2017 has been a banner year for the world's richest individuals.
Pumped by a tidal wave of central-bank driven liquidity and corporate buybacks, equity indexes around the world climbed to all-time highs this year – a phenomenon that has disproportionately benefited the world's wealthiest, particularly the 500 individuals included in Bloomberg's billionaires' index.
By the end of trading Tuesday, Dec. 26, the 500 billionaires controlled an aggregate $5.3 trillion, a $1.1 trillion increase from their holdings on Dec. 27, 2016.

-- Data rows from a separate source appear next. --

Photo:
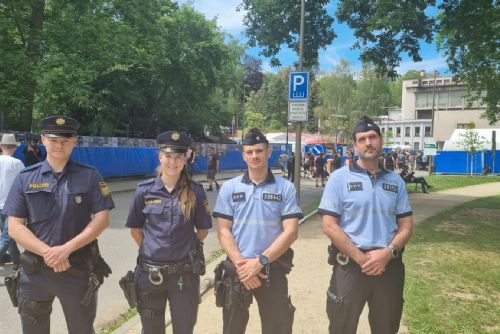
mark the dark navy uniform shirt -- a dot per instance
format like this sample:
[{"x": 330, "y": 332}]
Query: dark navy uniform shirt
[
  {"x": 58, "y": 206},
  {"x": 168, "y": 236}
]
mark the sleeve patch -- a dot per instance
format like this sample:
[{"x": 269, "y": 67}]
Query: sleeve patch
[{"x": 105, "y": 191}]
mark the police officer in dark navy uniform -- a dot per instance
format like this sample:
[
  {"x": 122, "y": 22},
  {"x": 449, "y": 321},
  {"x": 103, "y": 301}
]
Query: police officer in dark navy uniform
[
  {"x": 367, "y": 216},
  {"x": 169, "y": 218},
  {"x": 257, "y": 222},
  {"x": 56, "y": 210}
]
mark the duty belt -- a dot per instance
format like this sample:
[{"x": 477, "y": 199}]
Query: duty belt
[{"x": 156, "y": 271}]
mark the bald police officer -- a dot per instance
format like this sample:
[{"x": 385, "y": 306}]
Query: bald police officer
[
  {"x": 56, "y": 210},
  {"x": 168, "y": 219},
  {"x": 367, "y": 216},
  {"x": 257, "y": 222}
]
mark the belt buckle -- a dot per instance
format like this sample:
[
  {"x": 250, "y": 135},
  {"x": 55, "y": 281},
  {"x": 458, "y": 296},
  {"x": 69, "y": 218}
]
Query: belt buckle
[
  {"x": 155, "y": 275},
  {"x": 342, "y": 259}
]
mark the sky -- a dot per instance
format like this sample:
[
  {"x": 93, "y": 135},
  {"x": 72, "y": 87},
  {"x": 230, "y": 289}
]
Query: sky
[{"x": 231, "y": 21}]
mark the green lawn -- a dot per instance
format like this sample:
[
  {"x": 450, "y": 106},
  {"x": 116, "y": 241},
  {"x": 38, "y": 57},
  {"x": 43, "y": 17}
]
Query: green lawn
[
  {"x": 453, "y": 271},
  {"x": 443, "y": 182}
]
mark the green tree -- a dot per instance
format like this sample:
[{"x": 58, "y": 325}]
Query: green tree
[
  {"x": 472, "y": 142},
  {"x": 335, "y": 98},
  {"x": 396, "y": 87},
  {"x": 469, "y": 34}
]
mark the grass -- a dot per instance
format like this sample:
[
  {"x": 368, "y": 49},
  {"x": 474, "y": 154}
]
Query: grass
[
  {"x": 453, "y": 271},
  {"x": 114, "y": 325},
  {"x": 443, "y": 182}
]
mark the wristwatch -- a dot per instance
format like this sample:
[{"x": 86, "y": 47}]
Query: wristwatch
[
  {"x": 395, "y": 252},
  {"x": 264, "y": 260}
]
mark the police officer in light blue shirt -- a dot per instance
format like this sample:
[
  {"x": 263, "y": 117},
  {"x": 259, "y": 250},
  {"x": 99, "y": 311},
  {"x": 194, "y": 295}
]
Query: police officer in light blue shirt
[
  {"x": 56, "y": 210},
  {"x": 168, "y": 219},
  {"x": 367, "y": 216},
  {"x": 257, "y": 222}
]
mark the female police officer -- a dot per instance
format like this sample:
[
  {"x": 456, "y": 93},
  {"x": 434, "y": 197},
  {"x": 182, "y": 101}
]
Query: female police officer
[
  {"x": 169, "y": 218},
  {"x": 50, "y": 208}
]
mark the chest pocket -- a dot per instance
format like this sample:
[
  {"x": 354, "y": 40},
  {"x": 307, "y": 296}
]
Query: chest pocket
[
  {"x": 40, "y": 204},
  {"x": 153, "y": 209},
  {"x": 78, "y": 198}
]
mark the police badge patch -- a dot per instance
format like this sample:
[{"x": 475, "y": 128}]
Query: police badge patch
[
  {"x": 78, "y": 199},
  {"x": 105, "y": 191}
]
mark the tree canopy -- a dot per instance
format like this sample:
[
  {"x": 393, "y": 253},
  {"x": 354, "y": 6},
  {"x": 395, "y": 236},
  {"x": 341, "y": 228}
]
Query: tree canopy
[{"x": 120, "y": 67}]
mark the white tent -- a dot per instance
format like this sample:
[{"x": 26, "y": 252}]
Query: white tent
[{"x": 452, "y": 144}]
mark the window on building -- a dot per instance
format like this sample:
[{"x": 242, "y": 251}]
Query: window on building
[
  {"x": 456, "y": 99},
  {"x": 427, "y": 131}
]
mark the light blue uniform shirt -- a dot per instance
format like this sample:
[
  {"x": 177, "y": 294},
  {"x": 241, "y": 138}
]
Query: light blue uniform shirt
[
  {"x": 367, "y": 205},
  {"x": 256, "y": 210}
]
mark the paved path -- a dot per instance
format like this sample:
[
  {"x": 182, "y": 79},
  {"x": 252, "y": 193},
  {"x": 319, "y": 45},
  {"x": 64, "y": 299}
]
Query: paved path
[{"x": 310, "y": 277}]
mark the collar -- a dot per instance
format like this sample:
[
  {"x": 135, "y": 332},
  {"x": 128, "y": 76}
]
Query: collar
[
  {"x": 45, "y": 168},
  {"x": 354, "y": 167},
  {"x": 158, "y": 185},
  {"x": 269, "y": 178}
]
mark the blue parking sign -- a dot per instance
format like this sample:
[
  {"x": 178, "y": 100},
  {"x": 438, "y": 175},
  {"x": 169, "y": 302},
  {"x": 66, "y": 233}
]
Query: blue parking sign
[{"x": 298, "y": 86}]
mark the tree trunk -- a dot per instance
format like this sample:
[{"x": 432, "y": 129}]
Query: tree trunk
[{"x": 34, "y": 55}]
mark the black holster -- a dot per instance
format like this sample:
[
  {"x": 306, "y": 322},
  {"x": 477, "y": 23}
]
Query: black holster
[
  {"x": 89, "y": 260},
  {"x": 12, "y": 285},
  {"x": 230, "y": 292},
  {"x": 197, "y": 258},
  {"x": 129, "y": 290}
]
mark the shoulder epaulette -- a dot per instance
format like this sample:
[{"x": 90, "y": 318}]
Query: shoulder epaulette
[
  {"x": 27, "y": 169},
  {"x": 196, "y": 183},
  {"x": 81, "y": 164},
  {"x": 146, "y": 182}
]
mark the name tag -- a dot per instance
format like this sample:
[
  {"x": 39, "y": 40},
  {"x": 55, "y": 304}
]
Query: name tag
[
  {"x": 239, "y": 197},
  {"x": 355, "y": 186},
  {"x": 390, "y": 187},
  {"x": 272, "y": 197},
  {"x": 38, "y": 185},
  {"x": 152, "y": 201}
]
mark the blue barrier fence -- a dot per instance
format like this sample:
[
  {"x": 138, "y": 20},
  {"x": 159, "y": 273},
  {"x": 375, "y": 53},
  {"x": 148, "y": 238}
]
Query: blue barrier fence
[
  {"x": 130, "y": 161},
  {"x": 459, "y": 162}
]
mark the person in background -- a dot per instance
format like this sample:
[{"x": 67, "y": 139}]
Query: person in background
[
  {"x": 319, "y": 167},
  {"x": 32, "y": 153},
  {"x": 213, "y": 166},
  {"x": 9, "y": 168},
  {"x": 169, "y": 219},
  {"x": 290, "y": 166}
]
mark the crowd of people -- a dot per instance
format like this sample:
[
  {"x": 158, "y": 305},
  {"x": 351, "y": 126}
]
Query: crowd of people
[{"x": 57, "y": 208}]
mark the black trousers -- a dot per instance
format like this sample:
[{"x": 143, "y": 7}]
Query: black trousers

Unsurprisingly, the biggest beneficiary of this Federal Reserve-inspired rally was Amazon.com Inc. founder Jeff Bezos, who added a staggering $34.2 billion to his net worth in 2017 as Amazon shares soared above $1,000.
After announcing in October that his family office had given $18 billion to his Open Society Foundations over the past several years (Masking an elaborate tax dodge under the guise of altruism), Soros slipped to No. 195 on Bloomberg's ranking, with a net worth of $8 billion.
Bezos, whose net worth topped $100 billion at the end of November, currently has a net worth of $99.6 billion compared with $91.3 billion for Gates.
While China topped the US in terms of the number of billionaires last year, the tax bill that Trump signed into law last week will certainly go a long way toward helping the US reclaim the top spot.
As the chart below shows, the wealthiest Americans will receive an overwhelming share of the benefits from the Trump tax cut plan.
Meanwhile, corporations, which received a massive tax cut, will have even more money to continue buying back their shares, driving benchmark indexes ever higher and minting, even more, billionaires and millionaires in the process.